AspectNatural Handoff (AI-Routed)Forced Handoff (Designer-Routed)
Decision MakerAI model decides based on instructionsDesigner configures; always executes
PredictabilityVariable — depends on input and contextDeterministic — guaranteed execution path
Use CaseFlexible, intent-based routingSequential pipelines, compliance workflows
Control TransferMay or may not occurAlways occurs after source agent completes

Safety Mechanisms

  • Maximum Hop Limit: Default limit of 10 agent transitions prevents infinite loops.
  • Execution Tracking: Each agent’s execution count is tracked to prevent runaway chains.
  • Unified Tracing: All agent transitions appear in a single trace for debugging.

Best Practices for Forced Handoffs

  • Use forced handoffs for critical paths where every step must execute.
  • Combine with Structured Inputs/Outputs to ensure clean data passing between agents.
  • Keep forced chains short and linear — complex branching is better suited for AI-routed orchestration.
  • Review traces to verify the orchestrator is correctly transforming outputs between hops.

When NOT to Use Forced Handoffs

  • When routing should be intent-dependent (use AI-routed instead).
  • For optional processing paths where downstream agents may not be needed.
  • When agents need to decide between multiple downstream options based on context.

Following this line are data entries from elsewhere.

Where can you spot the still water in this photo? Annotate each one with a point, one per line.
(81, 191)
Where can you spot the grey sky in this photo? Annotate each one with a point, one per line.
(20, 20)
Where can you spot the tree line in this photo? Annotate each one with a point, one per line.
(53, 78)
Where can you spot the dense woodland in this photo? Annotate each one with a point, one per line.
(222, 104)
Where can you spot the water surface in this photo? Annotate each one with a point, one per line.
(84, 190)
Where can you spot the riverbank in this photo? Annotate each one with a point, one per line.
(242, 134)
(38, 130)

Writing Effective Instructions

To orchestrate reliably:
  • Define each agent’s role, goal, and handoff criteria in its instructions.
  • Provide clear logic for when to use tools and when to delegate.
  • Treat your entry agent as the gateway for all new inputs.
Example guidance line:
“If the query requires data retrieval or document lookup, hand off to Responder; otherwise, respond directly.”

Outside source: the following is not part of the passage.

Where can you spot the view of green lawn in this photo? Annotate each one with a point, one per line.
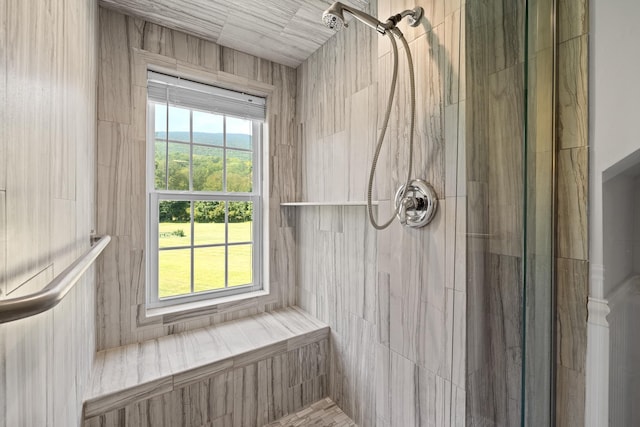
(175, 264)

Structuring Data Between Agents

Data flow in orchestration depends on Structured Inputs and Outputs.
  • Use Structured Inputs on child agents so the parent knows exactly what to supply before a handoff.
  • Use Structured Outputs (JSON) on final responder agents to ensure consistent output or API responses.
  • Define only necessary fields; keep schemas concise.
Example:
{
  "intent": "string",
  "customer_id": "integer",
}


Starter Patterns (AI-Routed)

These are common multi-agent orchestration setups you can replicate or adapt:
PatternDescription
Manager → Researcher → WriterManager routes research tasks, Researcher compiles info, Writer drafts the response.
Manager → (Agent-as-Tool: Classifier) → SpecialistClassifier determines type; Specialist handles it further.
Manager → Specialist → (Agent-as-Tool: Summarizer)Specialist processes and sends text to Summarizer for concise output.

Best Practices

  • Always define one clear entry agent to receive initial inputs.
  • Use handoffs for ownership transfer and Agent-as-Tool for short, reusable subtasks.
  • Keep handoff paths labeled and intentional.
  • Use forced handoffs for critical, sequential pipelines where every step must execute — reserve AI-routed handoffs for intent-based flexibility.
  • Validate Structured Inputs and Outputs to prevent schema mismatches.
  • Review traces after each major workflow run to fine-tune orchestration.
  • Keep logic simple and modular — complexity should emerge from clarity, not layers.